Godzilla é um kaiju, um termo japonês que representa um “monstro estranho” e também nomeia o subgênero da ficção científica e terror que envolve a aparição desses monstros gigantescos. Sua criação como figura na cultura pop ocorreu em 1954, com o lançamento do filme Gojira (ゴジラ), no Japão. Catalogado como uma espécie de “réptil anfíbio pré-histórico” — conhecido carinhosamente como “lagartão” entre os fãs —, Godzilla é uma representação imagética do medo das armas nucleares e do terror e destruição causados pelas bombas atômicas lançadas sobre Hiroshima e Nagasaki, ao final da Segunda Guerra Mundial.
Sua aparência semelhante a um dinossauro com placas nas costas, além de seu poder de lançar um raio atômico pela boca, representam a natureza desconhecida, grotesca e o poder devastador, tanto de Godzilla quanto da bomba atômica.
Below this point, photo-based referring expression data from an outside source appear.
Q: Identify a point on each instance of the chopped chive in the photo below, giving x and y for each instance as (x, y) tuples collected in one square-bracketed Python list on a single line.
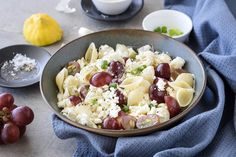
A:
[(113, 85), (94, 101), (158, 29), (125, 108), (104, 64)]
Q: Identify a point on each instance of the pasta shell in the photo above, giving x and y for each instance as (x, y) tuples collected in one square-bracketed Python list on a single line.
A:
[(179, 84), (91, 54), (186, 77), (61, 76), (148, 74), (136, 96), (184, 97), (132, 83), (122, 50)]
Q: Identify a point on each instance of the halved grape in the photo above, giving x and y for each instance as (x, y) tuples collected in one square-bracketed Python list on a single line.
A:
[(155, 94), (111, 123), (163, 71), (22, 130), (147, 121), (173, 105), (73, 67), (6, 100), (83, 91), (75, 100), (116, 68), (22, 116), (10, 133), (100, 79)]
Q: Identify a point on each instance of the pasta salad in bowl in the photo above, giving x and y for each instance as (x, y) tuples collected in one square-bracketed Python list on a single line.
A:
[(123, 82), (122, 89)]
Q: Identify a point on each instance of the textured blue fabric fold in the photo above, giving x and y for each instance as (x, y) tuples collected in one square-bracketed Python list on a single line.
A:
[(209, 129)]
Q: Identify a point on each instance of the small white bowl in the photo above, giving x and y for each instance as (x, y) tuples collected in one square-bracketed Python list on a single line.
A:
[(172, 19), (112, 7)]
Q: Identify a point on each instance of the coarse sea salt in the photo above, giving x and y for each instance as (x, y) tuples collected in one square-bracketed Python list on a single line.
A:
[(22, 62)]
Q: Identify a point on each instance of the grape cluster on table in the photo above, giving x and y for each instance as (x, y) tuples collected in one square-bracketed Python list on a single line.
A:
[(13, 119)]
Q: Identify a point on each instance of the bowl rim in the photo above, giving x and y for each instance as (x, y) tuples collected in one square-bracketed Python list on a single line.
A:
[(187, 17), (134, 132)]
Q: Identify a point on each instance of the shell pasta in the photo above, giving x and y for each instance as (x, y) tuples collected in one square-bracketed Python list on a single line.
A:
[(121, 89)]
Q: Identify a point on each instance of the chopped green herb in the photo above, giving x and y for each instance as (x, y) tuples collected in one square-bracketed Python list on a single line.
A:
[(104, 64), (138, 70), (170, 32), (113, 85), (174, 32), (94, 101), (163, 29), (125, 108), (158, 29)]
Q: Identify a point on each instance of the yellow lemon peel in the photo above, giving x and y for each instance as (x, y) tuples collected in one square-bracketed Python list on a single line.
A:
[(41, 30)]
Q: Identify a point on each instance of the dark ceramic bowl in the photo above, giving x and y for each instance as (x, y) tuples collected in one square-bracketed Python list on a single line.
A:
[(136, 38)]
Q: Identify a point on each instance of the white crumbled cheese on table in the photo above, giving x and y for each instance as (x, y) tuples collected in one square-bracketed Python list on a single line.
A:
[(22, 62)]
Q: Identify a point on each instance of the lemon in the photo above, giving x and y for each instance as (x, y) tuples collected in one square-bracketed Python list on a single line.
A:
[(184, 96), (41, 30)]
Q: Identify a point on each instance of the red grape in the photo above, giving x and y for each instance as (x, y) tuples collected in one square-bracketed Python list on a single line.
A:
[(155, 94), (73, 67), (116, 68), (84, 91), (75, 100), (147, 121), (100, 79), (122, 99), (10, 133), (111, 123), (173, 105), (163, 71), (22, 115), (22, 130), (6, 100)]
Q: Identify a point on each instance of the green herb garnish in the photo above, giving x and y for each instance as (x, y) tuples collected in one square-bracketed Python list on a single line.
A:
[(104, 64), (113, 85), (158, 29), (174, 32), (170, 32), (163, 29), (125, 108), (138, 70)]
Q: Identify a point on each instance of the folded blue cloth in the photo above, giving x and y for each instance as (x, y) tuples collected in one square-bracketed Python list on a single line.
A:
[(209, 129)]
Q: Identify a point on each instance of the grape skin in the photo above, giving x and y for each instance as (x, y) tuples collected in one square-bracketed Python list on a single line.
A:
[(22, 115)]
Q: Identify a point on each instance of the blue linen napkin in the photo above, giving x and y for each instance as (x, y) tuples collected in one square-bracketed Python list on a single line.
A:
[(209, 129)]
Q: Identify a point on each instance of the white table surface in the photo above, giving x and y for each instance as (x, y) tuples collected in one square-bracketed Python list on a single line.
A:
[(40, 140)]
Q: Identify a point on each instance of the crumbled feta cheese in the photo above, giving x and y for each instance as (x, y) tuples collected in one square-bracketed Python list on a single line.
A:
[(22, 62), (161, 84)]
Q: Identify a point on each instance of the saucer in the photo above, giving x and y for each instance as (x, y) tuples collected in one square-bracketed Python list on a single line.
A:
[(91, 11)]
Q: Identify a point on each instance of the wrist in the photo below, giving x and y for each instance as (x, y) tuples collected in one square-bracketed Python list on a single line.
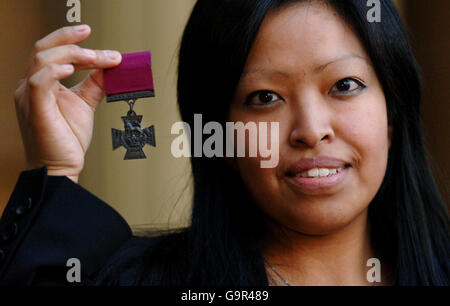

Apresentado como uma força destruidora no trabalho de Tomoyuki Tanaka, Ishiro Honda e Eiji Tsuburaya, posteriormente, com o sucesso do personagem no audiovisual japonês, o monstro adquire um aspecto de anti-heroi, protegendo a cidade de Tóquio da invasão de outros monstros e até mesmo de alienígenas, ainda que o rastro de destruição permaneça nos enredos.
O sucesso de Godzilla foi tamanho que suas produções cinematográficas são divididas em “eras”, como a série Showa, de 1954 à 1975; a série Heisei, de 1984 à 1995; e a era Millennium, de 1999 à 2004. Séries para a televisão, quadrinhos e aparições em jogos, desenhos animados e livros também fazem parte do universo cultural ao qual o kaiju criou sua marca.
Mas, para o conteúdo que desejo trazer nesta coluna, quero enfatizar as versões do Godzilla para o MonsterVerse estadunidense, contando com os filmes Godzilla (2014), Godzilla: King of the Monsters (2019) e Godzilla vs. Kong (2021), além das novas representações japonesas do kaiju como Shin Godzilla (2016) e, principalmente, Godzilla Minus One (2023).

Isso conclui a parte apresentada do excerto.